O2 Wireless Festival Roundup - Hyde Park, 04/07/08
July 7th, 2008
While Morrissey stole the show (can a headliner steal a show? Probably not…) at Wireless last Friday, there were plenty of other things to point my ears at too. Here’s a summary of what I saw/heard.
- The National. I had pretty much written off seeing The National at this festival, due to their partial clash with Beck & Morrissey, the fact that I’ve seen them twice in the last year and the fact that I’m tired of their album-milking, but I was nonetheless pleasantly surprised when a girl with wings grabbed myself and Lady R just as we had entered the festival at 3:00pm and told us that The National were doing a “secret” 15 minute show soon on the 02 stage. So we wandered over and saw a fine condensed National performance of four songs, including my old favourite, ’Mistaken For Strangers’ and ‘Fake Empire’. This satisfied any National-needs that we had for the day, and we were more than happy to ignore them later, in favour of getting a good spot for Moz. I don’t care how good anyone says they were (apparently they put on a good show), screw the (talented) milking bastards.
- Dirty Pretty Things. We sat on the grass with a plastic bottle of Tuborg and listened to these fellows. It was grand, samey, grand.

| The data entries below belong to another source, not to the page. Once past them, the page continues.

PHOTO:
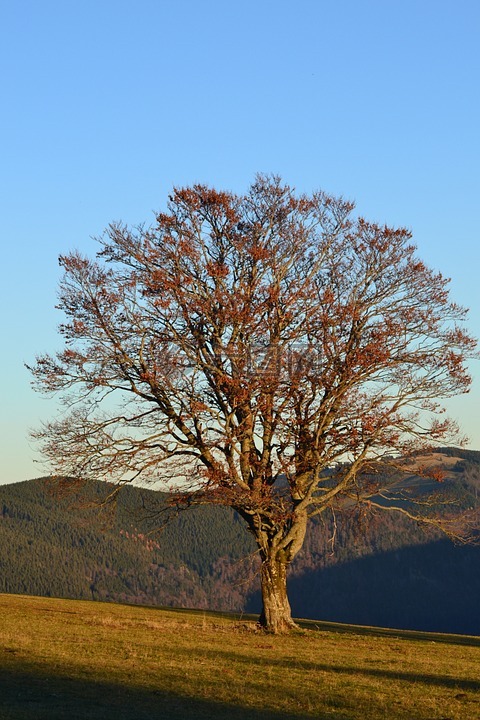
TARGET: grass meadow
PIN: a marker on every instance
(96, 661)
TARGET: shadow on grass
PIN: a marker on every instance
(444, 681)
(30, 695)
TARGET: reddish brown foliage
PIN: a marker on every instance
(255, 343)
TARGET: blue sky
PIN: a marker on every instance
(106, 104)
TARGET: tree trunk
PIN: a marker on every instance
(276, 614)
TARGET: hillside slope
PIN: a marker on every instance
(386, 572)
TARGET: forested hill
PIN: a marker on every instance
(384, 572)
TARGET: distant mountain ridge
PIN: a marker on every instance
(386, 572)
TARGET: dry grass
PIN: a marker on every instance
(79, 660)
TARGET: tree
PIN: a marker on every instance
(266, 352)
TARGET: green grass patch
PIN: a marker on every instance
(87, 660)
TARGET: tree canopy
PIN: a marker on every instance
(263, 352)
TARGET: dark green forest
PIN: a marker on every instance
(380, 570)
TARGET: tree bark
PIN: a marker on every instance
(276, 616)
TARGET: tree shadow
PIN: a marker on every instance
(31, 695)
(444, 681)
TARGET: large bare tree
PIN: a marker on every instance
(262, 352)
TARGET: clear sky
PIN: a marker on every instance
(106, 104)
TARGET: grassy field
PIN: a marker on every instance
(86, 660)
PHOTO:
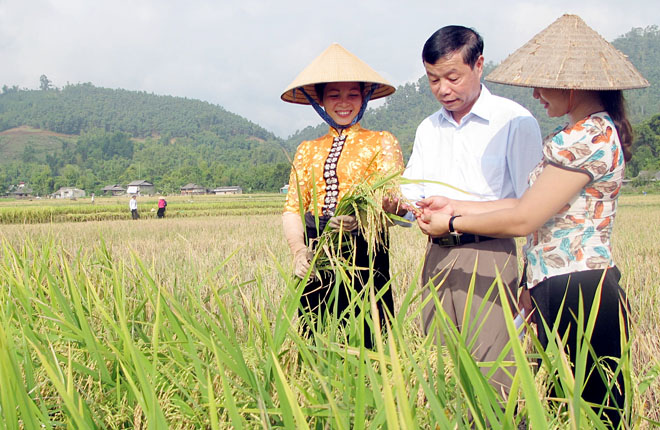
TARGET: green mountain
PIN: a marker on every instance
(413, 102)
(90, 137)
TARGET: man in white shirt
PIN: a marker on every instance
(485, 146)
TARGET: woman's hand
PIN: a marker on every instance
(436, 204)
(393, 205)
(343, 222)
(434, 223)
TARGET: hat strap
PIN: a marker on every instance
(331, 122)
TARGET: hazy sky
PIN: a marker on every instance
(242, 54)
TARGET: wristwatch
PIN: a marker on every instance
(451, 225)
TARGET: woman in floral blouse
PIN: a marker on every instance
(338, 85)
(569, 210)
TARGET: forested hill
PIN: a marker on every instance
(84, 107)
(413, 102)
(106, 136)
(89, 137)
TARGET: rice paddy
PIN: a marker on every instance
(190, 322)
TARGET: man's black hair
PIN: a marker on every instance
(450, 39)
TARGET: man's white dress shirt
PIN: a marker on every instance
(488, 156)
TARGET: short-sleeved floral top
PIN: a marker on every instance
(331, 165)
(578, 237)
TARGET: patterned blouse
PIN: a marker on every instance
(578, 237)
(333, 164)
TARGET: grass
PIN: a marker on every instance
(190, 323)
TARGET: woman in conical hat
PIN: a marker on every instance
(569, 209)
(338, 85)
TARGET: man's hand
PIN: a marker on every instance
(301, 263)
(343, 222)
(434, 223)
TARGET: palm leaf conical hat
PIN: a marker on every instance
(335, 64)
(568, 54)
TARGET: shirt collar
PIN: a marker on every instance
(347, 131)
(480, 109)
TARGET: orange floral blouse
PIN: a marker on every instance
(578, 238)
(334, 163)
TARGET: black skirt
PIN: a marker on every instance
(323, 292)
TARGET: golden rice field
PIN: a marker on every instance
(189, 322)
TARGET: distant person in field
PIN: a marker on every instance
(162, 204)
(569, 209)
(132, 205)
(326, 169)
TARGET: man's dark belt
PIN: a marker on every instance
(459, 239)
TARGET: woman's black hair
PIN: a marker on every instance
(615, 105)
(450, 39)
(319, 88)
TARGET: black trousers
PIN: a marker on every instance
(320, 293)
(606, 339)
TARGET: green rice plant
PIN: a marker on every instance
(102, 333)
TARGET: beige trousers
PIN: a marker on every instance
(451, 270)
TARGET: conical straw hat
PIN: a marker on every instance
(568, 54)
(335, 64)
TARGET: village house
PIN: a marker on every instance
(20, 191)
(69, 193)
(190, 189)
(114, 190)
(141, 188)
(227, 190)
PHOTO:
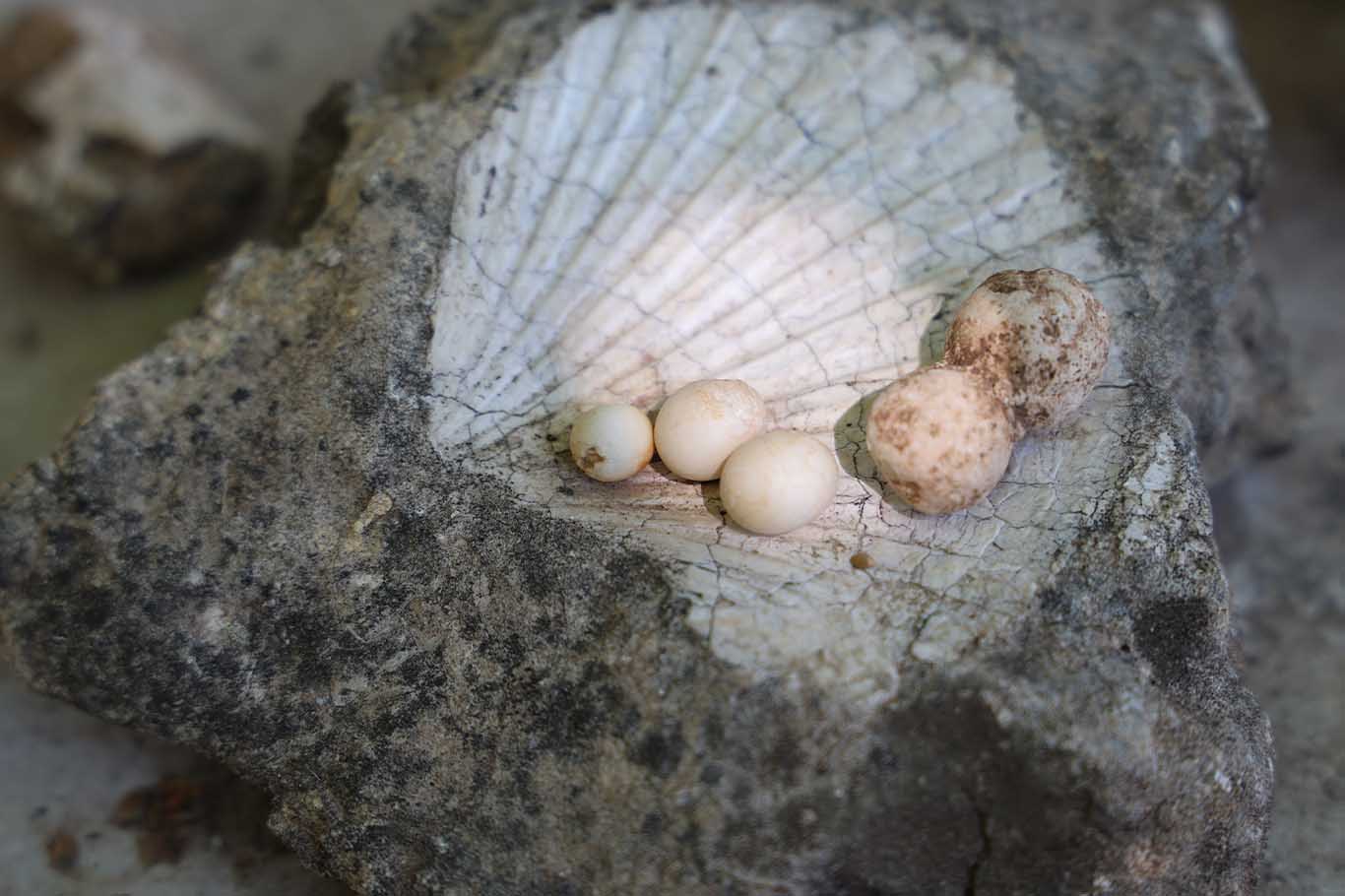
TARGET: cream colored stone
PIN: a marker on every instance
(702, 422)
(778, 481)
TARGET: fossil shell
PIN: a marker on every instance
(753, 201)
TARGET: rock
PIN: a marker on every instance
(112, 150)
(330, 533)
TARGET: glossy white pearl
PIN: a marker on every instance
(779, 481)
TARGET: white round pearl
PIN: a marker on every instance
(779, 481)
(612, 441)
(1039, 337)
(701, 424)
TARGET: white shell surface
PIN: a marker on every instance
(791, 197)
(778, 481)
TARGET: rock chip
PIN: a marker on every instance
(330, 532)
(113, 151)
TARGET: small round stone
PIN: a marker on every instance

- Guillemots. The first song ‘Get Over It’ was grand, then he started dribbling on about the next song being about ‘loving’ and asked everyone to kiss their partners, or if you had no partner, to just watch the others kissing. Mulchy wet bastard. I haven’t been so appalled since The Great Athlete Incident*. We got up and went for noodles.
- Siouxsie Sioux. I’d been looking forward to seeing this quite a bit, though more out of legend-curiosity than musical interest - I hadn’t been impressed with her last Jools H performance. But I was very pleasantly surprised. Her voice has changed over the years, due to a million cigarettes or whatever, but she clearly still enjoys herself on stage, and gave an energetic performance in her silver catsuit. The band sounded fantastic, opening the set (to my delight) with Banshees classic ‘Israel’, and including ‘Happy House’ later. Again the vocals did little for me, but the band sounded huge. Great stuff.
- Beck. This was strange. I love Beck, even though he’s a loop-the-loop Scientologist. He played what was, on paper, a fantastic set with most of the classics, but it was like he wasn’t there at all. Just some robot-Beck. Or a dull man dressed as Beck. There was no interaction, no energy, no show, nothing. It was just like a sound-check. It sounded fine. Strange. Presumably he wasn’t in the mood. But it’s his job to be in the mood. I hadn’t seen him for eight years, and I love almost everything he’s ever recorded, so this was disappointing. There was nothing from Midnight Vultures either, presumably because you couldn’t play any of that whilst acting like a scarecrow with a guitar.
And that was all. Follow all the above with Morrissey, and you get a happy Jusk.
*This deserves a blog-post of it’s own, sometime in the future.